For this project, I found the most commonly used words in my email training data set, then visualized the distribution of their usage between ham/spam emails using the words_in_texts
function, as well as a barchart. From there, I wanted to choose words from my list of most commonly used words that I felt would have a greater effect on my model’s predictive ability. I kept the words in which its distribution over spam emails was twice that of ham emails (or vice-versa), and filtered out the others. I noticed some of the words on my list seemed much too specific to only a handful of emails, so I further filtered out those words with low overall email distribution w/ the same words_in_texts
function (so as to avoid overfitting on my training set). I then used a process called “tf-idf”, or “term frequency–inverse document frequency” (https://en.wikipedia.org/wiki/Tf–idf), which allowed me to give weight to the my chosen words based on the number of times the words appeared in the email dataset, instead of using the words_in_text
function, which only indicated if a word was used in an email or not.
Initially, I tried to use a regex/string function to extract the number of html tags in each email in the dataset, but this approach was not as successful as I had initially hoped. The difference in the distribution of html tags over spam/ham emails is not as large as I had initially suspected, and there are a number of outliers in the set of “ham” emails with an extremely large number of html tags (for example, the fourth email in the train
data frame has >1000 html tags and is NOT spam!). I tried to combine this approach with some other features, such as whether or not an email was a response, and the length of the emails. However, I was only able to acheive an accuracy of ~84% with this approach.
There were a number of surprising aspects which arose in my search for good features. Before manually creating a list of the most commonly used words in my dataset, I looked up a number of websites with lists of “common spam words.” However, after inputing these words into the words_with_text
function, it turns out that most of these words were not particularly prevalent in the dataset. I was also surprised by some of the words that made it onto my list of words that I deemed as being the most common words with the greatest effect on prediction. For example, the word “your”, to my eye, does not seem like a word that one would tend to find more often in spam over ham emails, and yet its distribution ratio (spam/ham) is actually quite large.

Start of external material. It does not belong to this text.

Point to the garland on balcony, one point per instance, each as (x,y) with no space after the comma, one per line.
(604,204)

Were I to do this project again, I would likely use some version of k-fold cross-validation, rather than a single train/validation split for assessing validation error. I would also have another look at the distribution of word counts within the emails, as well as character counts (specifically special characters) to see how the the distributions compare over spam vs. ham emails, and then add features accordingly. As seen in the above heat map, clearly a number of the word features that I chose were rather highly correlated with others, so I would want to eliminate those with correlations deemed too great so as to avoid redundant features, and thus narrow down the number of features used in the overall model. Moreover, I would create more than one model, each with a varied number of features out of the total overall features chosen (i.e. 1-feature model, 2-feature model, 3-feature model, etc.) and compare validation error for the varying degrees so as to choose the best number of features to utilize in the final predictive model.